If you do rehome you will need to make the situation crystal clear.


----------



## Teaselmeg (18 September 2014)

I would find a good behaviourist to come in and see the situation, this is a good place to look for someone near you:

http://www.apbc.org.uk/help/regions

In the meantime, give your dog his own space when your grandson is visiting, maybe allocate a room and put a stairgate across the door so he can see you but your grandson cannot go in there.  You have had him for 9 years and he has now nipped a child, it is unlikely that most rescues will take him on. The most important thing is to find ways to keep them both safe and get some professional help.


----------



## Clodagh (18 September 2014)

If he was close enough to nip it was also close enough for your grandson to have poked him, or something. Neither are in the wrong it is just a very difficult situation. I agree with the 100% seperate thing, it will get easier as your grandson gets older. Very frightening for you.


----------



## Moomin1 (18 September 2014)

moppett said:



			Moomin I disagree! One of my rescue Ibizan hounds arrived in a terrible state - he was very nervous just like his brother. But he showed particular anxiety about small children. his brother would just put as much distance as possible between him and the child and just go to his crate but Joey would stick close to me or the situation and show every fear and stress sign possible and one day (when I knew a lot less about dogs than i do now) my nephew ran his toy car along the ground directly towards him and Joey looked petrified and mouthed/nipped his arm. No teeth were involved but a bruise was left on his arm. 

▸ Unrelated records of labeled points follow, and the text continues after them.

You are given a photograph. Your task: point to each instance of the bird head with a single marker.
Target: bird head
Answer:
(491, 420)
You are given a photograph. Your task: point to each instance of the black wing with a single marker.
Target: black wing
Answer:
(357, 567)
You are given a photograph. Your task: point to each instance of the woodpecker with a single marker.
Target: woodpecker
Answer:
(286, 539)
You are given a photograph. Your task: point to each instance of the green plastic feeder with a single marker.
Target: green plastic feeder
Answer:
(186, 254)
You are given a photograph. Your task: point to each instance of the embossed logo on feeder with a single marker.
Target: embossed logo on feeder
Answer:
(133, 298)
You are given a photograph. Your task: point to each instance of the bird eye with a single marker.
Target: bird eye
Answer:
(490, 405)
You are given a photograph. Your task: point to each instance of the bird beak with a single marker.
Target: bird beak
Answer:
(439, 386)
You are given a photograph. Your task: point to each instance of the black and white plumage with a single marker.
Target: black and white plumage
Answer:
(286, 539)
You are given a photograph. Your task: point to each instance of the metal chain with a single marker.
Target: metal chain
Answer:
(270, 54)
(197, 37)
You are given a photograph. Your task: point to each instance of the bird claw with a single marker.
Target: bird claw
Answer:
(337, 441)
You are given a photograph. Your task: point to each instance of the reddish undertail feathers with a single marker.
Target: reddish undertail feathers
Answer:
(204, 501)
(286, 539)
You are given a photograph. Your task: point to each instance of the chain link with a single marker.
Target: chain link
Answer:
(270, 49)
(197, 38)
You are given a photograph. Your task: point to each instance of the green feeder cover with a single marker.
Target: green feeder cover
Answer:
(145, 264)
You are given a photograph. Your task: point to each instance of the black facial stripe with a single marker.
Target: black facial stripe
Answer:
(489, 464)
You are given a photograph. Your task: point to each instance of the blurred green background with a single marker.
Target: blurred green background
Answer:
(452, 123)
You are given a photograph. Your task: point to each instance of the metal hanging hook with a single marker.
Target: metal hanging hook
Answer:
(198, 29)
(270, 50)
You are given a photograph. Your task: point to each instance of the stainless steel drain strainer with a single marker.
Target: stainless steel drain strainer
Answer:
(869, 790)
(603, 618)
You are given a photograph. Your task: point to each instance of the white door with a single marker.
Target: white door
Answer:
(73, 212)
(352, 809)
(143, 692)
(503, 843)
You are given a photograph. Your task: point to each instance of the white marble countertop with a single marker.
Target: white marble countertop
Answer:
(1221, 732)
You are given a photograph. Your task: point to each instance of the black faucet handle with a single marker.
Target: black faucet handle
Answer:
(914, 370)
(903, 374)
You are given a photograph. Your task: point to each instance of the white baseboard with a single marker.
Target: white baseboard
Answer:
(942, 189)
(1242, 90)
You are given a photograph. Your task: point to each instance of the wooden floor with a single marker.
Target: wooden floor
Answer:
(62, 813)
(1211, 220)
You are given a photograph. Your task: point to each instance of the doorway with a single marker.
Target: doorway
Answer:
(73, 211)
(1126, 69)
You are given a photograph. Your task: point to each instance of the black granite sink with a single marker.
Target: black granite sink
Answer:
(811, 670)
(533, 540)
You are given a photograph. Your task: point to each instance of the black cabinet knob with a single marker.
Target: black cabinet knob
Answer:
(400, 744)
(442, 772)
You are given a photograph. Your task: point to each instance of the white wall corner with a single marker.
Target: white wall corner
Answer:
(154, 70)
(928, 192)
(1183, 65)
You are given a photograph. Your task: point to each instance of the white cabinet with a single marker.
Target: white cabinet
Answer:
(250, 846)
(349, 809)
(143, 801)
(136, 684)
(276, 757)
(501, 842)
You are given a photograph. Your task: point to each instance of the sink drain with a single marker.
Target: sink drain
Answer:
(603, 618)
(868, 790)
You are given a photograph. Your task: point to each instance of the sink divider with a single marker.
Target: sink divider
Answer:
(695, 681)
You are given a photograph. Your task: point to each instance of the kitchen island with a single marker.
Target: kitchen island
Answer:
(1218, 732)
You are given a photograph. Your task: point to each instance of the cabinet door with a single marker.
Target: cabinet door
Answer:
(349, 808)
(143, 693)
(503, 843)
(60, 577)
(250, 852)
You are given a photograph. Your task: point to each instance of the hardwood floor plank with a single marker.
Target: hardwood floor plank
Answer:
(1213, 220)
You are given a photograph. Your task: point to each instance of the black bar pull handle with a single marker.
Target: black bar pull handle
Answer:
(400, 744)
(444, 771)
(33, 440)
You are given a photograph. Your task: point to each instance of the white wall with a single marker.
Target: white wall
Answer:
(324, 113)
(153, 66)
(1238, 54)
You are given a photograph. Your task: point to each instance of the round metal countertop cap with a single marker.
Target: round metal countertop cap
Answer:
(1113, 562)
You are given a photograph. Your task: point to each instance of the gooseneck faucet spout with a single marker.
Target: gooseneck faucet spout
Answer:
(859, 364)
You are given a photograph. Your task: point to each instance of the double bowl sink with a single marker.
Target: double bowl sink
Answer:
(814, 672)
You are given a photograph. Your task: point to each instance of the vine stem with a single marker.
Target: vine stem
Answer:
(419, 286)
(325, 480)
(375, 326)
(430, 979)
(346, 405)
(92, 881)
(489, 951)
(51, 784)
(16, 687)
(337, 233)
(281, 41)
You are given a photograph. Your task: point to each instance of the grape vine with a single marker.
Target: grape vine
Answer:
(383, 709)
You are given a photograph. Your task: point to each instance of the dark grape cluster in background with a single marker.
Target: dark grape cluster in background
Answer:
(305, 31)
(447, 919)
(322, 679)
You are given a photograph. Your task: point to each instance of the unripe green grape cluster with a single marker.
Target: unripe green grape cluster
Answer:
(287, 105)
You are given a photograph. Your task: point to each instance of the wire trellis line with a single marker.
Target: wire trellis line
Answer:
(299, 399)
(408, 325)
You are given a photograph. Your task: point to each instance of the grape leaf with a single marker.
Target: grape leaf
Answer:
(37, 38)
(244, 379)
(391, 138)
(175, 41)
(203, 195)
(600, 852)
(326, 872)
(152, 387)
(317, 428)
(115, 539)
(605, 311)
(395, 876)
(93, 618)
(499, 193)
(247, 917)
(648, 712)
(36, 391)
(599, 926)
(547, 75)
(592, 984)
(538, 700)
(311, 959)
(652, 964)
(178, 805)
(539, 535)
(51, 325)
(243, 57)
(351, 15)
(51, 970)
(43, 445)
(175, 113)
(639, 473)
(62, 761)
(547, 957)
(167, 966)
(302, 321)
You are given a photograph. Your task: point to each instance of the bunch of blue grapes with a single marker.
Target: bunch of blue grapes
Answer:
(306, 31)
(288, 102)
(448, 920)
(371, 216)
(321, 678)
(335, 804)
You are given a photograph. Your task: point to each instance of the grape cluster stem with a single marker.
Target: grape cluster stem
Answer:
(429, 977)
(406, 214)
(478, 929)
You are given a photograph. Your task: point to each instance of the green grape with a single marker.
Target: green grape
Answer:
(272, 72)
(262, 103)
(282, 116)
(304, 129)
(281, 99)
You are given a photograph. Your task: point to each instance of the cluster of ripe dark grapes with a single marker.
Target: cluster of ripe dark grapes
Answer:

A lot of training and time has given him the tools to deal with it. I will never trust him around dogs but he will go to his crate voluntarily and remove himself from a situation - but because I will never trust him I have to manage the situation 100% - on a walk I'll recall him if I see children, he's crated when friends children come round etc. The training has meant he'd likely be fine not crated when children are around but the worst case scenario is unimaginable so I could never take the risk!

Why should I have had him destroyed in this situation?
		
Click to expand...

I'm sorry but you cannot 100% rely on recall to be fail safe, and any dog that is dodgy around kids should not be off the lead full stop if in a public place, particularly around kids.  

With regard the training - that's great that you have had the time and expertise to do so. However this dog is 9 years old, has only ever known one family, and has nipped a kid (I'm not saying this is the dog's fault, or the kid's fault).  I don't think it's remotely fair, or sensible to be rehoming this dog.  

If OP can keep the dog, but ensure that it does not come into contact with the kids, that would be the best scenario alround IMO.  But it sounds as if that may not be an option, in which case I fully stand by what I said about pts.


----------



## Moomin1 (18 September 2014)

moppett said:



			Moomin I disagree! One of my rescue Ibizan hounds arrived in a terrible state - he was very nervous just like his brother. But he showed particular anxiety about small children. his brother would just put as much distance as possible between him and the child and just go to his crate but Joey would stick close to me or the situation and show every fear and stress sign possible and one day (when I knew a lot less about dogs than i do now) my nephew ran his toy car along the ground directly towards him and Joey looked petrified and mouthed/nipped his arm. No teeth were involved but a bruise was left on his arm. 

A lot of training and time has given him the tools to deal with it. I will never trust him around dogs but he will go to his crate voluntarily and remove himself from a situation - but because I will never trust him I have to manage the situation 100% - on a walk I'll recall him if I see children, he's crated when friends children come round etc. The training has meant he'd likely be fine not crated when children are around but the worst case scenario is unimaginable so I could never take the risk!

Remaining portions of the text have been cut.